To count the number of bits set to one

Code:

count = 0
while number is non-zero
   if the least significant bit of number is 1, increment count
   shift number one bit to the right

To print the number in binary

Code:

for each bit from bit_length - 1 to 0
    if number right-shifted by bit length has its least significant bit set
        print 1
    else
        print 0

Implementing this pseudo-code is pretty much a line to line translation to C, which means that anything in your current code that doesn't line up with something in there is probably extra stuff you can eliminate.

You can use either mod (%) or bitwise and (&) to check if a particular bit is set.
The right-shift operator is >> in C.

I'd use unsigned integers for anything you're doing bitwise operations on. You'll thank me later.

Don't use a special case for bit_count == 0 - that'll save some code.

You don't need any floating point code in this at all.

[iMalc]

Code:

#include <stdio.h>

int main()
{
        puts("Hello World!");
        return 0;
}

If by that you mean that he would be best to delete the existing code and start over, then I agree.

[yigster]

This is what I wrote to make it simple but it doesnt print out the way I would like it to :S pff

Code:

#include<stdio.h>
#include<stdlib.h>
#include<math.h>
main()
{
      unsigned int number,n,count,j,k,l,m,x;
      int i;
      
      printf("Please enter an integer between 1 and 33: ");
      scanf("%d",&n);
      number=pow(2,n);
      printf("\nNumber n of bits in the integers: %d\n",n);
      printf("Number of integers with n=4 bits: %d\n\n",number);
      count=0;
      
      for(k=0;k<number;k++)
      {
                           
                           j=k;
                           l=k;
                           for(i=0;i<number;i++)
                           {
                              
                                            if((j%2)==1)
                                            count++;
                                            j=j>>1;
   
                           }
                           printf("%d\t",k);
                           for(i=n-1;i>=0;i--)
                           {
                                             
                                             x = 1 << i;
                                             m = k & x;
                                             if( m == 0)
                                                  printf("0");
                                             else
                                                  printf("1");
                                               
                           }
                          printf(" Bit count:--> %d\n",count);
                            count=0;

                            
     }
      system("pause");
}

[quzah]

What does it print out, and how would you like it to print out? Figuring out what that difference is will go a long way in getting your problem solved.


Quzah.

[KCfromNC]

Go back and look at the pseudo-code I posted again. There are two main loops (plus two smaller ones to count bits and print them out). You only have one. There's a comparison there between the number of bits in the current number and another variable. That's also missing in your code.

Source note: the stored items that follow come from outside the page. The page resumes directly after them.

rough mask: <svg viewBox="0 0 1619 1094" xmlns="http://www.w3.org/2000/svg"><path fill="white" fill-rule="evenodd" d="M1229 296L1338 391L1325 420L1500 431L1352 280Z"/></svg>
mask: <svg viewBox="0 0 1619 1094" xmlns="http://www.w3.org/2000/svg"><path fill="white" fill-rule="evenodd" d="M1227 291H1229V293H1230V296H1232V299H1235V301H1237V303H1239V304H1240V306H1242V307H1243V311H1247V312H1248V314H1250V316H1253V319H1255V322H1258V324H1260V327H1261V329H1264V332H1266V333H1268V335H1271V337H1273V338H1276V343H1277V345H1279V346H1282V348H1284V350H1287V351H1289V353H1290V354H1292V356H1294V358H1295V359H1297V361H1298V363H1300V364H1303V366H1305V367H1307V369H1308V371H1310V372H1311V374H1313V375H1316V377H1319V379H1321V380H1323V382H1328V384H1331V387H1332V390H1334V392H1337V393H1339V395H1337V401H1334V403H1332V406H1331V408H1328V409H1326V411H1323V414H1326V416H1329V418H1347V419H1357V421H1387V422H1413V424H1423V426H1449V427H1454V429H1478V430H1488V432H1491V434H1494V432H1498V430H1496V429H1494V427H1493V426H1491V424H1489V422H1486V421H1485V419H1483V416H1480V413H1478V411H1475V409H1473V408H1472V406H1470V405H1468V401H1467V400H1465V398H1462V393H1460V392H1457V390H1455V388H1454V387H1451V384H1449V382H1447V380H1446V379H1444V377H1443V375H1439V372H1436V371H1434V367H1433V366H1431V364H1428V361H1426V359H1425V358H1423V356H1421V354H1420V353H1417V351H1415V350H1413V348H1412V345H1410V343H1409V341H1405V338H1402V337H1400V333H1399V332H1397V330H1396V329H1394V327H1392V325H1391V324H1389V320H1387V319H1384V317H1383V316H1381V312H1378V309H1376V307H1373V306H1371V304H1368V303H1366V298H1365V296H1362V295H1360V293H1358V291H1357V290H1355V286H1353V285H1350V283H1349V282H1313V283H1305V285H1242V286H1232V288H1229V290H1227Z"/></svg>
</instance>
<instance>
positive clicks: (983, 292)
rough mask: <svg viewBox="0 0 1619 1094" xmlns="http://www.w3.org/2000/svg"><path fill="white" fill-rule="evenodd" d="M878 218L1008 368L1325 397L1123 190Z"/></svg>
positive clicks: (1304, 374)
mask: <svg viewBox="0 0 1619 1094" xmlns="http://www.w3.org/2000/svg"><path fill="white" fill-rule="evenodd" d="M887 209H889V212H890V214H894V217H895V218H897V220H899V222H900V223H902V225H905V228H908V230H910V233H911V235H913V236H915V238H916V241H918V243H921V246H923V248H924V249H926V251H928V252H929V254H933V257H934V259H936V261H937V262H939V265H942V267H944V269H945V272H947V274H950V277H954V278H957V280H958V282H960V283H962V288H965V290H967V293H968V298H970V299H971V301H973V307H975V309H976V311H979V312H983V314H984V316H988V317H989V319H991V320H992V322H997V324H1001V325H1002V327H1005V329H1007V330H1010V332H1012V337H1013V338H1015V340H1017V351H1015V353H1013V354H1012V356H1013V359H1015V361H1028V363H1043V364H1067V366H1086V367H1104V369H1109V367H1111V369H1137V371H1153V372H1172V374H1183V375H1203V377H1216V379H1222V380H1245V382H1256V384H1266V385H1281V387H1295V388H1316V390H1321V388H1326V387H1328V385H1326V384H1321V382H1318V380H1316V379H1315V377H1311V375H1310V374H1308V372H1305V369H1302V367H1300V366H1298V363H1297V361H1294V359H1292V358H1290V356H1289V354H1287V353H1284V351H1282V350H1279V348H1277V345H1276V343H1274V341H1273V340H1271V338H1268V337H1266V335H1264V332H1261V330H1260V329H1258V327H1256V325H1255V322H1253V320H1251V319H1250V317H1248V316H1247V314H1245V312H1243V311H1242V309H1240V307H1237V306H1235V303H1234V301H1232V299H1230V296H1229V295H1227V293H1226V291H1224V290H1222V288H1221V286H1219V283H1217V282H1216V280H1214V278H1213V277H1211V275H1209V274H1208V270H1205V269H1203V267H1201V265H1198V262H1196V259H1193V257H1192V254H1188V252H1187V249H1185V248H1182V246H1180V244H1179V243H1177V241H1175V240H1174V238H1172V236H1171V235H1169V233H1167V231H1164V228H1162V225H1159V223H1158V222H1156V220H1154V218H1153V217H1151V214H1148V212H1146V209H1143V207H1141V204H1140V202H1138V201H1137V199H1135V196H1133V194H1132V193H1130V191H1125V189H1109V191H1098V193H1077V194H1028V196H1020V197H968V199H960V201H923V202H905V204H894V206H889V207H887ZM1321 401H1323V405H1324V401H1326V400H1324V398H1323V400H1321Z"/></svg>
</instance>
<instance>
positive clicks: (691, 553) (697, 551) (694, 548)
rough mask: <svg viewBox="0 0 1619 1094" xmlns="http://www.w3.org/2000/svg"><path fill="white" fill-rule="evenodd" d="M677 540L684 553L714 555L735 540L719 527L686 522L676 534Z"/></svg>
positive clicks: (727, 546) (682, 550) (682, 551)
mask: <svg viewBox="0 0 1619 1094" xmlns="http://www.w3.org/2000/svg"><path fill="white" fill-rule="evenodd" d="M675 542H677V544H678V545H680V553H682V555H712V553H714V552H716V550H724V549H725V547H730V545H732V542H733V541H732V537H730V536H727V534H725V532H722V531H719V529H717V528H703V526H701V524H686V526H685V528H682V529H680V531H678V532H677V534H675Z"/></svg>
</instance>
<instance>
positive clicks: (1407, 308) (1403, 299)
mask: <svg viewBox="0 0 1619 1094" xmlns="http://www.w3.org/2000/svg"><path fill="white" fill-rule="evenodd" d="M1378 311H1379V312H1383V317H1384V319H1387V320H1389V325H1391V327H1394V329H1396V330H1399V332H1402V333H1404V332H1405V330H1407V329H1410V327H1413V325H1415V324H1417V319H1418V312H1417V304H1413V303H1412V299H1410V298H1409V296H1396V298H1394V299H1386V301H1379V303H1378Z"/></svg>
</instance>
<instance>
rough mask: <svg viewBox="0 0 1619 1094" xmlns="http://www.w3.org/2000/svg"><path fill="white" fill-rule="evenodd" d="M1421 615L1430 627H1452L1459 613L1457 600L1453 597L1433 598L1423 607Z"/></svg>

That's assuming you want to do what your original program did. As Quzah points out, we're not mind readers.

I would also double-check this line:

for(i=0;i<number;i++)

The stuff inside that loop is working on j, which is a copy of k. Why are you going through the loop <number> times? That's not the number of bits in the value you're counting bits in. It works, but it's doing way too many loops where j equals zero because you've shifted all of the bits out of it already (hint).